本申请实施例从音频侧的角度来对整个视频进行多个域内以及多层信息的分析,能 够快速的定位出整个音频中的推荐片段(例如:精彩数据片段、热血数据片段、悲伤数据片段或者搞笑数据片段等),从而基于音频的推荐片段能够判断出视频中的推荐片段的时间段落在时间轴中的位置。从而在不依赖音频数据的播放记录数据的情况下,就可以准确识别推荐片段,为用户提供准确的参考信息,提升了用户体验。能够为播放器提供视频推荐参数曲线,以供观众将播放进度条由当前播放位置跳转到推荐片段的位置,提升观众对播放器的使用体验。
下面,将说明本申请实施例在一个实际的应用场景中的示例性应用,本申请实施例提供的音频数据的处理方法可以应用在如下应用场景中:
1、在不同平台端(pc\tv\android\ios)播放长视频的过程中,在播放器中能够显示视频的时间轴进度条关联的热度信息。热度信息通常是基于视频的播放记录数据(播放量、点击量、弹幕或者评论数量等)计算得到的,但是针对于新上映的电影或者影视剧的视频,这些视频没有播放记录数据。或者,针对于小众视频没有足够播放记录数据确定热度。本申请实施例提供的音频数据的处理方法可以生成推荐参数曲线来替代热度信息,推荐参数可以是精彩程度,向用户展示视频中的精彩数据片段与精彩程度曲线,用户根据精彩程度曲线或者精彩数据片段标签可直接跳转到精彩数据片段进行观看或收听,提升用户的观看体验。
2、针对于某些短视频平台中的影视剧二创短视频制作,用户往往是先自己观看影视剧之后再从整个剧集中定位精彩数据片段,得到精彩数据片段锦集。基于定位得到的精彩数据片段锦集,进行二创短视频集锦类制作。
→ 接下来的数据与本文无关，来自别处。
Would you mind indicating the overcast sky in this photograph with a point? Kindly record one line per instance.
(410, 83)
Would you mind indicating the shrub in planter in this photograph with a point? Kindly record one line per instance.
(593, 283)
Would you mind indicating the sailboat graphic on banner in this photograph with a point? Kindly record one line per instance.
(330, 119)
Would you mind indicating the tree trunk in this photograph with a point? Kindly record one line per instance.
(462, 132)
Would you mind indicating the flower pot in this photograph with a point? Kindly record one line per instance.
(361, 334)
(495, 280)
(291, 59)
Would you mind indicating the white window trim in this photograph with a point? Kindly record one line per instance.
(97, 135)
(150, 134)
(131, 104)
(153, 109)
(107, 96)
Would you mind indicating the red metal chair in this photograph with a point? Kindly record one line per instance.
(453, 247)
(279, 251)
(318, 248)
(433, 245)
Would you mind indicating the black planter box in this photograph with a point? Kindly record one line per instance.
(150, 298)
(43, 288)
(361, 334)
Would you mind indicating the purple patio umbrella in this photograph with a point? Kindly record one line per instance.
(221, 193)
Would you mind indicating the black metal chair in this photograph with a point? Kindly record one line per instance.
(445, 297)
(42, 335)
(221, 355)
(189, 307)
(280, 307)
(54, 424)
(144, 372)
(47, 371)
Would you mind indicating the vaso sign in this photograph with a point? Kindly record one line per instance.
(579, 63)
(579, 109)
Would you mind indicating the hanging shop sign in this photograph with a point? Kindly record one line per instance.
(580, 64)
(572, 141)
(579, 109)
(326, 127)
本申请实施例提供的音频数据的处理方法可以为二创用户提供精彩程度曲线,用户可以根据曲线一目了然地确定视频中的精彩数据片段,一键定位、截取整个视频中的精彩数据片段的画面,然后二创用户可以直接根据截取的结果来进行接下来的短视频生成工作,大幅度提升效率,避免了人工分辨精彩数据片段而浪费时间。
下面,以推荐参数为精彩程度,以音频数据为影视剧的视频的音频数据为例进行说明。参考图5,图5是本申请实施例提供的音频数据的处理方法的一个可选的流程示意图,下面以电子设备为执行主体,将结合图5的步骤进行说明。
步骤501中,获取待处理的视频文件。
示例的,待处理的视频文件可以是影视剧或者电影的视频文件。视频文件由视频画面帧与音频数据组成,音频数据中可以提取到至少一种信源类型对应的音轨数据。参考图4A,图4A是本申请实施例提供的视频中提取的音频数据的示意图;图4A中由上至下,分别是视频画面帧的示意图(表征视频的预览画面)、音频数据的音频特征图、音轨数据的音频采样序列图以及推荐参数曲线的示意图。推荐参数曲线的横坐标表示时间,纵坐标表示推荐参数。
步骤502中,基于视频文件的音频数据调用音频处理模型进行精彩置信度预测处理,得到音频数据的精彩置信度曲线以及精彩数据片段。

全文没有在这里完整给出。